Oprah Winfrey’s Book Club for Men
When the news broke that Oprah Winfrey’s book club was following up Jonathan Franzen’s Freedom with a double shot of Dickens (Great Expectations and A Tale of Two Cities), it got me to reflecting once again: Does it matter that Oprah’s Book Club hasn’t read a novel by a woman writer since Pearl Buck’s The Good Earth, and that they haven’t read a contemporary novel by a woman since Ann-Marie McDonald’s Fall on Your Knees? I got a lot of feedback when I raised this issue on Twitter; a few people took the “it’s her club and she can pick what she wants” tack, and others rightly pointed out that it’s not as if Winfrey hadn’t had any women writers on the show, but most were disappointed at the imbalance. As Washington Post book critic Ron Charles pointed out, it’s hard to imagine putting together a lineup of the most significant contemporary fiction writers that isn’t predominantly female.

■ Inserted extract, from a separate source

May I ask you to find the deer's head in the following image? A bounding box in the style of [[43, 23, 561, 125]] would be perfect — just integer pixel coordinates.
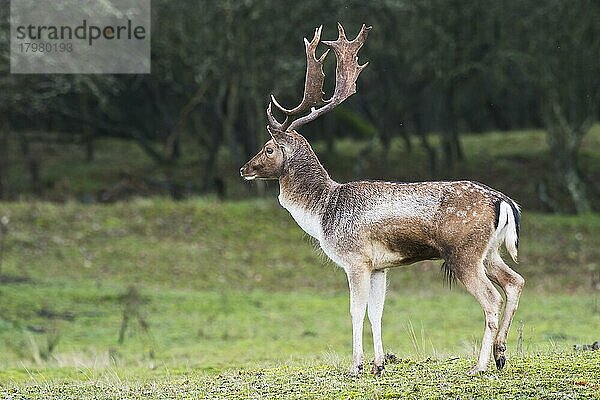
[[240, 24, 371, 180]]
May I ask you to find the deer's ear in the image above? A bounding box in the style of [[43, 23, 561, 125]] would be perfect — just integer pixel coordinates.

So I had another look yesterday afternoon at a book I’d read earlier this year, Bring on the Books for Everybody: How Literary Culture Became Popular Culture, to focus my thoughts on the Book Club issue. (Full disclosure: Jim Collins was my college mentor.) I’m particularly interested in the way, as Collins puts it, “Oprah functions as an authority on reading for an imagined community of self-cultivators that numbers in the hundreds of thousands and who come to her expertise within the heart of consumer culture.” With so many books to choose from, how does a reader who aspires to be “literary,” or at least “well-read,” decide where to start? That’s where Winfrey comes in—and the particular genius of the Book Club’s 21st-century incarnation is that it combines the original (pre-Corrections) emphasis on the emotionally sublime power of “great books” with an emphasis on the symbolic credibility of “Great Books.”

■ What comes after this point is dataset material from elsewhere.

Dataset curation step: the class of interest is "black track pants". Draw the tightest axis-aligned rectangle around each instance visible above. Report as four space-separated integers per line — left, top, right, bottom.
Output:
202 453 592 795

And that leads directly to why I feel the absence of women writers in the Book Club matters.
By juxtaposing contemporary novelists like Cormac McCarthy, David Wroblewski, and Jonathan Franzen with canonical authors like Faulkner, Tolstoy, and Dickens, I would suggest the Oprah Book Club is putting forth an argument about a literary continuum—saying, in essence, these people writing today are as vital to the tradition of the novel as those acknowledged masters. And, for the last six years, not one woman writer has been deemed worthy of placement within that continuum. Here are some women whose novels have not been selected for the Book Club:
- Lionel Shriver
- Carol Shields
- Tana French
- Kate Atkinson
- Hilary Mantel
- Jennifer Egan
- Lauren Grodstein
- Kathleen Kent
People have knocked the pre-Corrections Book Club roster for being full of “women’s books,” but if you look at the actual selections, men showed up regularly: Wally Lamb, Ernest J. Gaines, Chris Bohjalian, Andre Dubus III, among others. That balance has been sorely lacking in the modern Book Club, which in and of itself may or may not be significant, but in the larger context of a critical hostility towards popular women novelists, perhaps it’s a bit more unsettling. I’m not knocking any of the books Oprah Winfrey has delivered unto her audience since The Good Earth; individually, each has its merits. (OK, I haven’t read the Eckhart Tolle or the Sidney Poitier, so I make no promises there.) It’s what Oprah is saying about literature when she strings all those books together that worries me—especially since what she was saying about literature in the 1990s, right up until the point that Jonathan Franzen got anxious about The Corrections being added to that lineup, was arguably much more dynamic and interesting.